• Tongyeong

    April 23 in South Korea ⋅ 🌬 15 °C

    Arnd:
    Die Südküste Koreas ist eine Gegend voll von Inseln, von größeren per Brücke ans Festland angebundenen, zu kleineren bewohnten Inseln, die per Fähre angebunden sind, bis hin zu kleinen Felsen. Ein Blick auf eine Karte zeigt, dass man sowas kaum anderswo zu sehen bekommt. Die Inseln sind aber nicht flach, sondern es sind steile Berge, die bei den etwas größeren Inseln durchaus ein paar hundert Meter Höhe erreichen. Zwischen den Inseln wird viel Aquafarming betrieben und es gibt auch noch Fischfang mit kleinen Kuttern.

    Wir wollten diese Gegend nochmal besuchen und haben uns für Tongyeong entschieden, das ist eine kleine Stadt mitten in diesem Inselgewirr. Dorthin fährt man einfach per Fernbus. Tongyeong liegt zum Teil noch auf dem Festland und zum Teil auf einer größeren Insel, die mit zwei kurzen Brücken angebunden ist. Dazwischen ist der Hafen.

    Der Hauptberg auf der Insel ist 458m hoch und man kann mit einer Seilbahn hochfahren, was wir gemacht haben. Von dort hätte man einen fantastischen Ausblick über die ganze Gegend, wenn es nicht wie derzeit ziemlich dunstig wäre.

    Als wir oben ankamen blies auch ein heftiger Wind und Hea-Jee fing an zu frieren. Darauf waren wir kleidungsmäßig nicht vorbereitet. Eigentlich wollten wir nach Süden absteigen und dann weiter zum Südende der Insel laufen. Aber wegen dem Wind hätten wir das schon fast aufgeben. Zum Glück sind wir erstmal ins Café gegangen und haben etwas abgewartet. Dann fing es an zu regnen, aber zum Glück nicht lang und danach hörte auch der Wind auf und es war angenehm.
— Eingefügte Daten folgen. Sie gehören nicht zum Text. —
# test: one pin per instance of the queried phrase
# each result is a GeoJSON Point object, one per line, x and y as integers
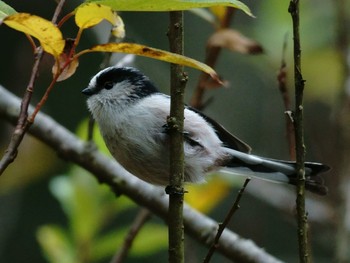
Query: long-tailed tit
{"type": "Point", "coordinates": [132, 116]}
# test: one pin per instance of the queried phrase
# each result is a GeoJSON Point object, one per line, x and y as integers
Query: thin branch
{"type": "Point", "coordinates": [140, 220]}
{"type": "Point", "coordinates": [299, 82]}
{"type": "Point", "coordinates": [107, 171]}
{"type": "Point", "coordinates": [224, 224]}
{"type": "Point", "coordinates": [22, 123]}
{"type": "Point", "coordinates": [211, 59]}
{"type": "Point", "coordinates": [175, 124]}
{"type": "Point", "coordinates": [283, 87]}
{"type": "Point", "coordinates": [342, 201]}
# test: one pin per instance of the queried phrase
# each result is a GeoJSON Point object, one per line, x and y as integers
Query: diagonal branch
{"type": "Point", "coordinates": [23, 124]}
{"type": "Point", "coordinates": [106, 170]}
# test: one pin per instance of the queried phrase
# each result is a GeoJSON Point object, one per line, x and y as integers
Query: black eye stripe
{"type": "Point", "coordinates": [108, 85]}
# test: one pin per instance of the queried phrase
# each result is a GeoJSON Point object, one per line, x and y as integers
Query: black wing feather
{"type": "Point", "coordinates": [225, 136]}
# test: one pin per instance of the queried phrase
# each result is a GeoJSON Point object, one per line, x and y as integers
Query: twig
{"type": "Point", "coordinates": [175, 123]}
{"type": "Point", "coordinates": [224, 224]}
{"type": "Point", "coordinates": [299, 82]}
{"type": "Point", "coordinates": [138, 223]}
{"type": "Point", "coordinates": [282, 85]}
{"type": "Point", "coordinates": [22, 123]}
{"type": "Point", "coordinates": [107, 171]}
{"type": "Point", "coordinates": [211, 58]}
{"type": "Point", "coordinates": [342, 200]}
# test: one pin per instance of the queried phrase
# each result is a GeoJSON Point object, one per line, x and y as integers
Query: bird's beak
{"type": "Point", "coordinates": [88, 91]}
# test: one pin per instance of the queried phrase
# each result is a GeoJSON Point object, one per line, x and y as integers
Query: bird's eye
{"type": "Point", "coordinates": [108, 85]}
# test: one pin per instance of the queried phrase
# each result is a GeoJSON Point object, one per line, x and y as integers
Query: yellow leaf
{"type": "Point", "coordinates": [204, 197]}
{"type": "Point", "coordinates": [88, 15]}
{"type": "Point", "coordinates": [64, 65]}
{"type": "Point", "coordinates": [118, 29]}
{"type": "Point", "coordinates": [169, 5]}
{"type": "Point", "coordinates": [49, 36]}
{"type": "Point", "coordinates": [5, 10]}
{"type": "Point", "coordinates": [159, 54]}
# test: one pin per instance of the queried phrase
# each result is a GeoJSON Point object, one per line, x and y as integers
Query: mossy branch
{"type": "Point", "coordinates": [299, 82]}
{"type": "Point", "coordinates": [176, 123]}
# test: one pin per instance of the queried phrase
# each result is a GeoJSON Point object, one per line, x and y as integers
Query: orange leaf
{"type": "Point", "coordinates": [155, 53]}
{"type": "Point", "coordinates": [234, 41]}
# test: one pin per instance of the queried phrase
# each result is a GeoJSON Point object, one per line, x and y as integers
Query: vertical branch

    Der Weg den Berg runter war ziemlich steil, aber zum Glück einigermaßen mit Treppen ausgebaut. Unten kamen wir durch ein hübsches Dorf. Irgendwie war uns aber die Lust auf eine längere Wanderung über ein paar Bergrücken bis zum Südende der Insel abhanden gekommen und wir haben statt dessen einen Bus genommen.

    Am Südende der Insel gab es eine große Aussichtsplattform. Von dort sollte man den Sonnenuntergang sehr schön sehen können. Die Chancen darauf waren bei dem Wetter aber nicht so gut. Aber es wurde im Lauf des Nachmittags immer klarer und es hat wenigstens zu einem netten Fotos kurz vorm Sonnenuntergang gereicht.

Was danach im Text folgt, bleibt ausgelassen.